Paul Krugman is always wanting to have the government spend money to “stimulate the economy” and always claiming that it works, but every once in a while he slips up and shoots himself in the foot by admitting that it doesn’t work. That’s the problem with people who are paid to talk, they almost always talk too much and drop verbal clankers.
In a blog post today, Krugman is talking about the conflict between the public’s desire to balance the budget and its desire to have the government spend money to create jobs; a conflict caused by having Republicans and Obama screaming at them in one ear and Paul Krugman screaming at them in the other ear, although Krugman doesn’t say that. He seems to think that those two incompatible desires arise in the bosom of the public through, I don’t know, osmosis or something.
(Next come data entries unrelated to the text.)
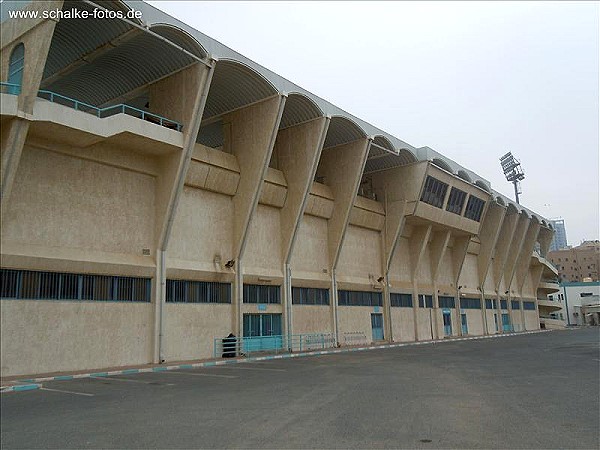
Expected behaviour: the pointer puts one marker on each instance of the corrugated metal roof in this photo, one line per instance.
(341, 131)
(181, 38)
(249, 80)
(134, 63)
(298, 109)
(234, 85)
(74, 39)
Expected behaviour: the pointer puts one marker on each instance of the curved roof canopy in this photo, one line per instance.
(442, 164)
(298, 109)
(234, 85)
(482, 185)
(341, 131)
(96, 61)
(464, 175)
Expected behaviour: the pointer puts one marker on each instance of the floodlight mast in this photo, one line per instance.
(513, 172)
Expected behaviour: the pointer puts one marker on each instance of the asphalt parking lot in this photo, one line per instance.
(530, 391)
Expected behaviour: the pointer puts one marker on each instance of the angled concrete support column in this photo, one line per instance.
(437, 250)
(395, 218)
(503, 245)
(299, 148)
(342, 168)
(459, 253)
(36, 36)
(524, 258)
(253, 131)
(417, 245)
(515, 250)
(187, 109)
(488, 236)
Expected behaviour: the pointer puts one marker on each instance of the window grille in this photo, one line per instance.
(456, 200)
(360, 298)
(425, 301)
(470, 303)
(187, 291)
(474, 208)
(310, 296)
(434, 192)
(401, 300)
(37, 285)
(446, 302)
(258, 293)
(491, 303)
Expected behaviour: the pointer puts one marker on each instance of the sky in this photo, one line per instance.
(472, 80)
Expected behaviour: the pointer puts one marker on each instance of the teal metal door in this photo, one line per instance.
(262, 332)
(505, 322)
(377, 326)
(447, 317)
(463, 324)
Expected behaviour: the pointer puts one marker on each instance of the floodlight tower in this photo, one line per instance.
(513, 172)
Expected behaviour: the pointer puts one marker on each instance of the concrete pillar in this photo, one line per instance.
(36, 36)
(193, 84)
(298, 149)
(417, 245)
(251, 139)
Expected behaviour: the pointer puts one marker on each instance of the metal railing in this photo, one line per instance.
(244, 346)
(354, 338)
(109, 110)
(15, 89)
(10, 88)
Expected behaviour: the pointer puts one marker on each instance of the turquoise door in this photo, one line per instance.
(262, 332)
(505, 322)
(463, 324)
(447, 317)
(377, 326)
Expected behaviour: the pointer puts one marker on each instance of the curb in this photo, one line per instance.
(20, 387)
(33, 383)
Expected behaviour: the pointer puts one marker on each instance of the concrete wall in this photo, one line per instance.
(403, 328)
(190, 329)
(62, 201)
(355, 319)
(308, 319)
(532, 320)
(425, 323)
(41, 336)
(474, 322)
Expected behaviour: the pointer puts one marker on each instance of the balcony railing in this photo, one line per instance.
(15, 89)
(237, 346)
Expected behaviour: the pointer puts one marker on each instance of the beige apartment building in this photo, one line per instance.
(577, 264)
(161, 191)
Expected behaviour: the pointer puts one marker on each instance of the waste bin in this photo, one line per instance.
(229, 344)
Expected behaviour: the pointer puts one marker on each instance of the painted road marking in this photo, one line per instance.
(66, 392)
(252, 368)
(196, 374)
(130, 381)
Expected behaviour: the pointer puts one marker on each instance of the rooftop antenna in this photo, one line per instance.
(513, 172)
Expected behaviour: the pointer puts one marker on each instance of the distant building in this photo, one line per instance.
(560, 236)
(578, 301)
(578, 263)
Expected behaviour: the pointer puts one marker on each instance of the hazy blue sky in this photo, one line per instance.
(470, 80)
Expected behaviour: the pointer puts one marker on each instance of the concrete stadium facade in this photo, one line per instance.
(160, 191)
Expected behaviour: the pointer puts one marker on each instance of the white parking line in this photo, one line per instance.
(196, 374)
(239, 367)
(66, 392)
(129, 381)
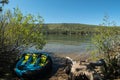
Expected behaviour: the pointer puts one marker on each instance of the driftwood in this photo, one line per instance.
(82, 70)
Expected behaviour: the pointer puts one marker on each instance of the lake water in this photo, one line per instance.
(67, 44)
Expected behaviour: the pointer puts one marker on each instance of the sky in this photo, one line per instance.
(70, 11)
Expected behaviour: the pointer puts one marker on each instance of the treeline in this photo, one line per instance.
(73, 29)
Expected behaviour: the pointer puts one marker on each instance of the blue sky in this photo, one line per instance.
(70, 11)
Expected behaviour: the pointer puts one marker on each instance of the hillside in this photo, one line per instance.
(72, 28)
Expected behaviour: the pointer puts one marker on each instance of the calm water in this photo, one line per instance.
(68, 44)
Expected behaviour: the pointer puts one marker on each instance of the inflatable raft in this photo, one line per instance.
(33, 65)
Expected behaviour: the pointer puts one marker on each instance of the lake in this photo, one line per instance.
(68, 44)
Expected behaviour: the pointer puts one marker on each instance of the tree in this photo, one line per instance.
(108, 45)
(17, 30)
(3, 2)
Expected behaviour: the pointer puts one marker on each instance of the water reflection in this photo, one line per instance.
(68, 44)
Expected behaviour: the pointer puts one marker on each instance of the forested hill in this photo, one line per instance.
(72, 28)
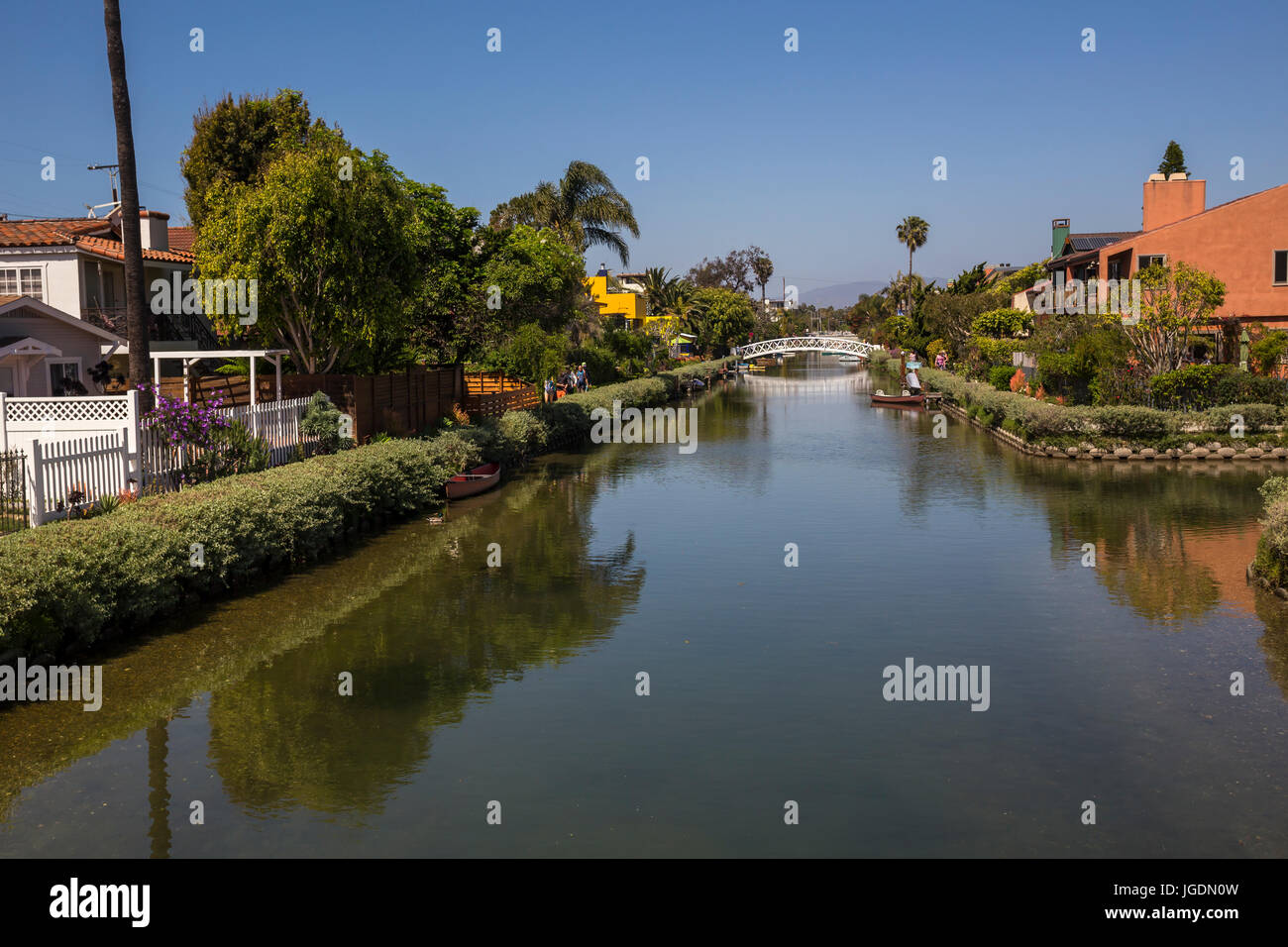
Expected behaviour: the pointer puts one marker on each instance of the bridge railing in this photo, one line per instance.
(805, 343)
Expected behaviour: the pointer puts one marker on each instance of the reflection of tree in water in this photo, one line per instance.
(1274, 612)
(1162, 538)
(417, 654)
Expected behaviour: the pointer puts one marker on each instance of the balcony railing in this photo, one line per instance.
(165, 328)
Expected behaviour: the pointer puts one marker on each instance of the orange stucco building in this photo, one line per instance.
(1243, 243)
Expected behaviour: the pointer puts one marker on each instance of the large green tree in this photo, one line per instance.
(725, 320)
(1173, 159)
(764, 268)
(583, 208)
(233, 142)
(1175, 300)
(327, 232)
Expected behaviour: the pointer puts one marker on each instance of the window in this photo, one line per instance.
(64, 377)
(25, 282)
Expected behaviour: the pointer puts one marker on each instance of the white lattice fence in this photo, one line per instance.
(50, 420)
(77, 472)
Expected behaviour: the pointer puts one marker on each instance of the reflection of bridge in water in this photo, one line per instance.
(838, 344)
(849, 382)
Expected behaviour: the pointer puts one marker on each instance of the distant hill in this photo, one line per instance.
(845, 294)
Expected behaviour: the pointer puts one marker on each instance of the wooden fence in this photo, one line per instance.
(400, 403)
(496, 405)
(492, 382)
(492, 393)
(68, 474)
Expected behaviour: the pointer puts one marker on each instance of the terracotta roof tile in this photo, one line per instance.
(181, 239)
(51, 231)
(114, 249)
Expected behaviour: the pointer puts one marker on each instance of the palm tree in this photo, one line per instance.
(137, 312)
(912, 232)
(584, 208)
(682, 305)
(656, 283)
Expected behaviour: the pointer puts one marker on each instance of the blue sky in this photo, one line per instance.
(812, 155)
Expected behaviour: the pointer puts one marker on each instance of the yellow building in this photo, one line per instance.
(612, 303)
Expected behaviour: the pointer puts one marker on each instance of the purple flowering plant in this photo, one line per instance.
(185, 427)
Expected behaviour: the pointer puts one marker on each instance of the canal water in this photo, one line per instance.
(513, 689)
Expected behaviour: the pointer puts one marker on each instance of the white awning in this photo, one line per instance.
(29, 347)
(192, 356)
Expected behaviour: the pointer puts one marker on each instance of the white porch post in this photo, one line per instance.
(125, 458)
(187, 373)
(134, 437)
(38, 486)
(254, 385)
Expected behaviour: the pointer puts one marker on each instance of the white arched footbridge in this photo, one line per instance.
(805, 343)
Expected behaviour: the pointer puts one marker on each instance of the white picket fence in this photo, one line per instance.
(80, 450)
(67, 475)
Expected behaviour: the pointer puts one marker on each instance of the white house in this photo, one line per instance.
(76, 265)
(46, 352)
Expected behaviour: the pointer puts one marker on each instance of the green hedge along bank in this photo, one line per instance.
(69, 585)
(1231, 431)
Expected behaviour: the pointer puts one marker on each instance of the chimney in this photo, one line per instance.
(155, 230)
(1168, 200)
(1059, 234)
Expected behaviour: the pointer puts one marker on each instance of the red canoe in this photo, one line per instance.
(475, 480)
(898, 398)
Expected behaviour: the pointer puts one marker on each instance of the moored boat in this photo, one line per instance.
(880, 397)
(473, 480)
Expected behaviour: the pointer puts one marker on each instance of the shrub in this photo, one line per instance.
(1254, 416)
(988, 352)
(1001, 324)
(1000, 376)
(1129, 420)
(1267, 351)
(1240, 388)
(321, 423)
(67, 585)
(1190, 388)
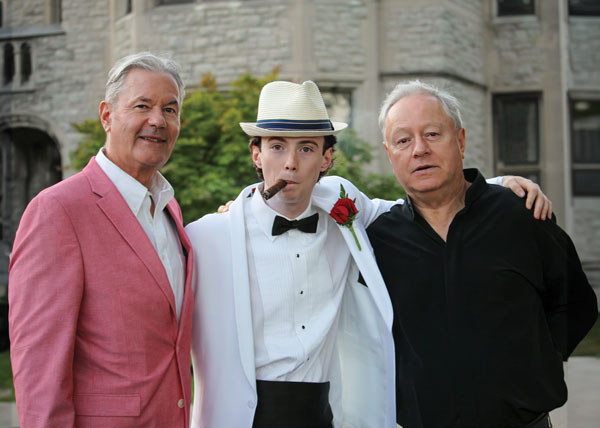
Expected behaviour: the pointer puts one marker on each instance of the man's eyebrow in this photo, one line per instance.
(313, 142)
(149, 100)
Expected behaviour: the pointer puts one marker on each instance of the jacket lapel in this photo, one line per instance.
(118, 212)
(241, 284)
(175, 213)
(325, 196)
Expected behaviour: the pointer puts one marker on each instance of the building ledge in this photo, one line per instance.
(31, 31)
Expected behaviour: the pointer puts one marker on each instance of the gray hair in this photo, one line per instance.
(146, 61)
(403, 89)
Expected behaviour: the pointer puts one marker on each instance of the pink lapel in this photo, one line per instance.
(118, 212)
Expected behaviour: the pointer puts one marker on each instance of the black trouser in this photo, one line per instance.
(292, 405)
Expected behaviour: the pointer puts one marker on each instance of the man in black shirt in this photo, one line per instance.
(488, 301)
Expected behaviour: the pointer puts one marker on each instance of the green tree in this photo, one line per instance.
(211, 161)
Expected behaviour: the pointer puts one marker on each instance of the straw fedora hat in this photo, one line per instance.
(291, 110)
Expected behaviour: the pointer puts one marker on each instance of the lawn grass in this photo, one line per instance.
(7, 392)
(590, 345)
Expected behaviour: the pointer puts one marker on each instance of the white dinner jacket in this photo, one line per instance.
(222, 336)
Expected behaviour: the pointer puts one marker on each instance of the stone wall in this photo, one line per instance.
(338, 42)
(226, 39)
(584, 52)
(433, 36)
(584, 78)
(586, 230)
(68, 69)
(520, 61)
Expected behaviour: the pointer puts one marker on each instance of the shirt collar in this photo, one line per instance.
(132, 190)
(265, 215)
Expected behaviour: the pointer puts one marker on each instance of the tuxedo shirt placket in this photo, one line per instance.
(295, 299)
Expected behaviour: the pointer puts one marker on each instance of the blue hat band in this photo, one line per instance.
(295, 125)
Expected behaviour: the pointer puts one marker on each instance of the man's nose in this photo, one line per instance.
(291, 160)
(421, 146)
(157, 118)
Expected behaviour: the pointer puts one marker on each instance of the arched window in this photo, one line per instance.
(25, 63)
(9, 63)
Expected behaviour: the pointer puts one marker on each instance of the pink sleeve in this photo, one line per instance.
(45, 289)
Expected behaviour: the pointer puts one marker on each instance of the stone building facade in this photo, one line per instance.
(527, 72)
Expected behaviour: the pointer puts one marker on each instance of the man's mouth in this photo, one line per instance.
(423, 168)
(153, 139)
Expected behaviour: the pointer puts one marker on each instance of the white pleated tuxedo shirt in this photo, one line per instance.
(160, 229)
(296, 292)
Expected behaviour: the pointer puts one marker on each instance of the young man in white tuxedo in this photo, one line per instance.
(292, 320)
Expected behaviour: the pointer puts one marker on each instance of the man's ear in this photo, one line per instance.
(462, 141)
(327, 157)
(105, 115)
(256, 156)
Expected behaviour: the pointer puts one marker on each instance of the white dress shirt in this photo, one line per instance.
(296, 291)
(160, 228)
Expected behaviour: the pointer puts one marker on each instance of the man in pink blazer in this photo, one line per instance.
(100, 273)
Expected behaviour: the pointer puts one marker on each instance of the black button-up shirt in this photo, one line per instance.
(483, 321)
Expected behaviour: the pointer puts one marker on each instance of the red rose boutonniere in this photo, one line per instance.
(344, 211)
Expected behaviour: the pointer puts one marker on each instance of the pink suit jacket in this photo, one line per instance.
(95, 340)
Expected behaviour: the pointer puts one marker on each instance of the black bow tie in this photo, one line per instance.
(308, 224)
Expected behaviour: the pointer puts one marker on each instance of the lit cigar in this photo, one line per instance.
(271, 191)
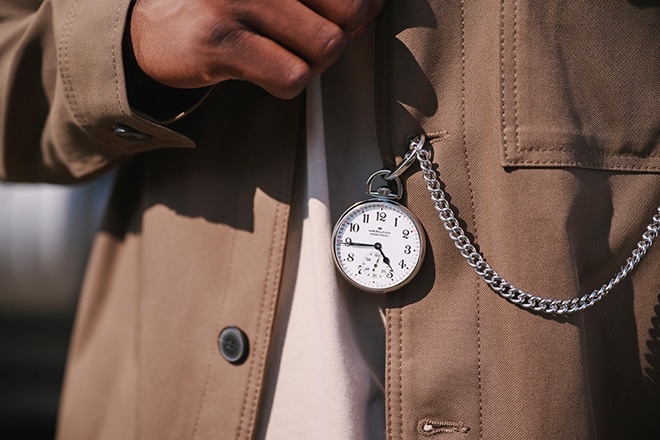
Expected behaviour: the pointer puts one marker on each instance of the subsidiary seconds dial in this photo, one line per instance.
(378, 245)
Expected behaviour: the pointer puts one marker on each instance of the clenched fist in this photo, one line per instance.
(276, 44)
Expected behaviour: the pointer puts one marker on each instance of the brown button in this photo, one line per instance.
(233, 345)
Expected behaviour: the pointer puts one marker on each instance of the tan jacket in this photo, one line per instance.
(551, 158)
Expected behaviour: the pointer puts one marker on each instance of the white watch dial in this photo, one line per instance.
(378, 245)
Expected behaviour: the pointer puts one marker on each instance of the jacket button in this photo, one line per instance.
(233, 345)
(126, 132)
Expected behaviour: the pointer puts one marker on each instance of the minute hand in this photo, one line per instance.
(352, 243)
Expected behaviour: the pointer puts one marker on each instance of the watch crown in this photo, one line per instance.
(384, 191)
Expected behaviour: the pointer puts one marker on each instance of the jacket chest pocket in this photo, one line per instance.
(580, 85)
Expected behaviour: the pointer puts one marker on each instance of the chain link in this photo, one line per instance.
(496, 282)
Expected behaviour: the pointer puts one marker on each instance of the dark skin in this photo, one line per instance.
(278, 45)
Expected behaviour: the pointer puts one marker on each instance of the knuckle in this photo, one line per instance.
(353, 12)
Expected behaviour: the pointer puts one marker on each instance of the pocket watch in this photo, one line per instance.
(378, 244)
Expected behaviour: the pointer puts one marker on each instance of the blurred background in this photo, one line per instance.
(45, 236)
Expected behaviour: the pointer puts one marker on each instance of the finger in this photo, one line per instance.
(261, 61)
(312, 37)
(350, 15)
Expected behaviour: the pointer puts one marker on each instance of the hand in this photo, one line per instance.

So he talks about how in the 1930’s the public was freaked out about New Deal spending and cites polls illustrating that people in that era wanted FDR to knock it off and balance the federal budget, which he did. The result was not World War Two, as most people seem to think, but another recession which preceded that war.
“The key point,” Krugman says, “is that when FDR tried to give voters what they thought they wanted, he plunged the economy back into recession.”
So even Paul Krugman sometimes admits that the government spending to “stimulate the economy” doesn’t have any lasting effect, and that as soon as the government stops spending money like a drunken sailor the economy promptly falls on its ass again. The claim that government spending will only be needed until the economy somehow recovers to the point that the government spending is no longer needed is debunked by Paul Krugman’s own words. Cool.